One health system making the most of its telehealth platform is Ochsner. The New Orleans-based system launched its own Digital Medicine Program last year, building off its Epic EMR platform, and has been using mHealth and telehealth for several years. It’s using iOS devices, Apple’s HealthKit platform and the Apple Watch, and has an innovation lab and accelerator (InnovationOchsner) to create new connections between technology and healthcare.
Recently the health system unveiled the “Optimal Hospital” initiative, an effort to combine and expand all of its mHealth and telehealth initiatives in the inpatient setting. Doctors are using mobile apps and devices to access patient records and other data, and nurses are using devices and apps at the bedside for everything from medication administration to making sure they have the right patient. In addition, patients are outfitted with wearable monitors that continuously track vital signs, which are automatically sent to both the EMR and the care team.

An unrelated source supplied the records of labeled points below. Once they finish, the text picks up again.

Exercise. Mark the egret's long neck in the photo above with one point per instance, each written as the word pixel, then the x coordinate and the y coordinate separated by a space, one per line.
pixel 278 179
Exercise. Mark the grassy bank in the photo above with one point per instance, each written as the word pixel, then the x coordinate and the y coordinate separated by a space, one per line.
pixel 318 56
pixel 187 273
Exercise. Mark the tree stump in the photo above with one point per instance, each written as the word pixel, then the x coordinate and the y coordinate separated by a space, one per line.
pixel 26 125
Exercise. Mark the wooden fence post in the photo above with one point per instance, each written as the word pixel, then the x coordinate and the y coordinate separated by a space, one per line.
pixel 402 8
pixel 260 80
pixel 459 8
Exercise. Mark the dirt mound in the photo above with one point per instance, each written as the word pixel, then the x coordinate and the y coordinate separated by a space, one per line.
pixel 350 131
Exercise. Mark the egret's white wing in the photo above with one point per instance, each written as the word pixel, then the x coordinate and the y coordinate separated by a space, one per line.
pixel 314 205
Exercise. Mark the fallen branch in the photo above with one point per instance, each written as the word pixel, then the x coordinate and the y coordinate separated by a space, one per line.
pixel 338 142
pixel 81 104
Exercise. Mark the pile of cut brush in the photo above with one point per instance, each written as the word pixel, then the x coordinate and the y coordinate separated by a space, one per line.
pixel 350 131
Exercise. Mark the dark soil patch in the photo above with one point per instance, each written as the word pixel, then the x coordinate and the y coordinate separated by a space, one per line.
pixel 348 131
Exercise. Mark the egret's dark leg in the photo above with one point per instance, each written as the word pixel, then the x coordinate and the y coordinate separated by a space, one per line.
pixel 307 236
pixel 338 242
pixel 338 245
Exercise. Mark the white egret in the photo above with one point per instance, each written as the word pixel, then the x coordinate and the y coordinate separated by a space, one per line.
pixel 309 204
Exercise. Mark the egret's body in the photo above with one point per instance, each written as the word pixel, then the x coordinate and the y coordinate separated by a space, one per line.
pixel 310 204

“We’ve seen higher levels of patient satisfaction using iOS devices over the more traditional methods of care and, overall, the patients are more engaged in their healthcare decisions,” Richard Milani, MD, the health system’s clinical transformation officer and chief medical officer of InnovationOchsner, said in a press release. “These are important factors which have a crucial effect on health outcomes in helping patients live more fulfilling lives.”
“Our goal is to empower our patients so that they are more informed and fundamentally involved in their own healthcare, whether it is through the inpatient or outpatient experience,” he added. “Optimal Hospital is designed to optimize processes, patient assessment and outcome predication while also improving safety, quality and the overall patient experience.”